DeepMind, the Google subsidiary that has been beating chess and Go players with artificial intelligence, has set its sights on cracking a decades-old problem: predicting the structures of proteins.
At a biennial challenge where participants must blindly predict the structure of 100 proteins based on their amino acid sequences, a system developed by DeepMind captured researchers’ attention when it predicted their shape with a high level of accuracy.
Called AlphaFold, the system determined the shape of around two-thirds of the proteins with an accuracy comparable to time-consuming laboratory experiments. Its accuracy with most of the other proteins was also high, according to results shared by CASP (the Community Wide Experiment on the Critical Assessment of Techniques for Protein Structure Prediction) on Monday. The results were compared to the shape of proteins discovered in the lab and were assessed by independent scientists.
This is an important breakthrough because the shape of proteins is closely linked with their function, but it is difficult to predict a protein’s structure based on its amino acid sequence. Proteins can theoretically fold into a multitude of shapes before setting into their final structure. It can take years of research, and expensive equipment, to work out their shape.
“Proteins are extremely complicated molecules, and their precise three-dimensional structure is key to the many roles they perform, for example the insulin that regulates sugar levels in our blood and the antibodies that help us fight infections. Even tiny rearrangements of these vital molecules can have catastrophic effects on our health, so one of the most efficient ways to understand disease and find new treatments is to study the proteins involved,” John Moult, a computational biologist at the University of Maryland in College Park who co-founded CASP, said in a news release.
London-based DeepMind has been working on AlphaFold for four years. It also beat the other teams in the last CASP challenge in 2018, but did so by a much larger margin in the most recent year.
The model’s accuracy is measured using the Global Distance Test, which approximately measures the percentage of amino acid residues within a certain distance from the correct position.

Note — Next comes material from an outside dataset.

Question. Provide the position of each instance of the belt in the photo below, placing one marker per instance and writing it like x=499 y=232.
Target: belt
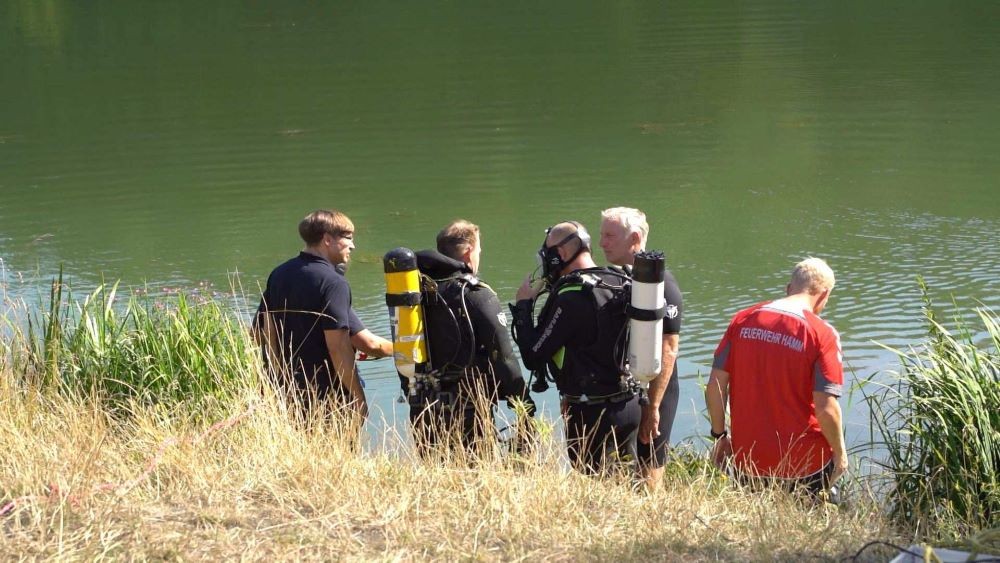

In a scale of 1 to 100, DeepMind’s latest AlphaFold system scored a median of 92.4 across all targets.
For the latest iteration of AlphaFold, DeepMind designed a neural network that interprets a protein’s structure as a “spatial graph.” It trained the system on 170,000 protein structures from the protein data bank as well as databases with proteins whose structure was unknown.
This allowed the system to determine structures in a matter of days, the team who developed it wrote in a blog post. An internal confidence measure also indicated which parts of each predicted protein structure are reliable.
What does this all mean? It could have broad implications for drug discovery and better understanding specific diseases. Andrei Lupas, director of the Max Planck Institute for Developmental Biology and a CASP assessor, stated that the system helped his team solve a protein structure that they were stuck on for close to a decade.
Andriy Kryshtafovych, a researcher at UC Davis and one of the judges, described the result as a “triumph for team science,” crediting the collaborative work of researchers over the years to reaching this achievement.
“Being able to investigate the shape of proteins quickly and accurately has the potential to revolutionize life sciences,” he said in a news release. “Now that the problem has been largely solved for single proteins, the way is open for development of new methods for determining the shape of protein complexes – collections of proteins that work together to form much of the machinery of life, and for other applications.”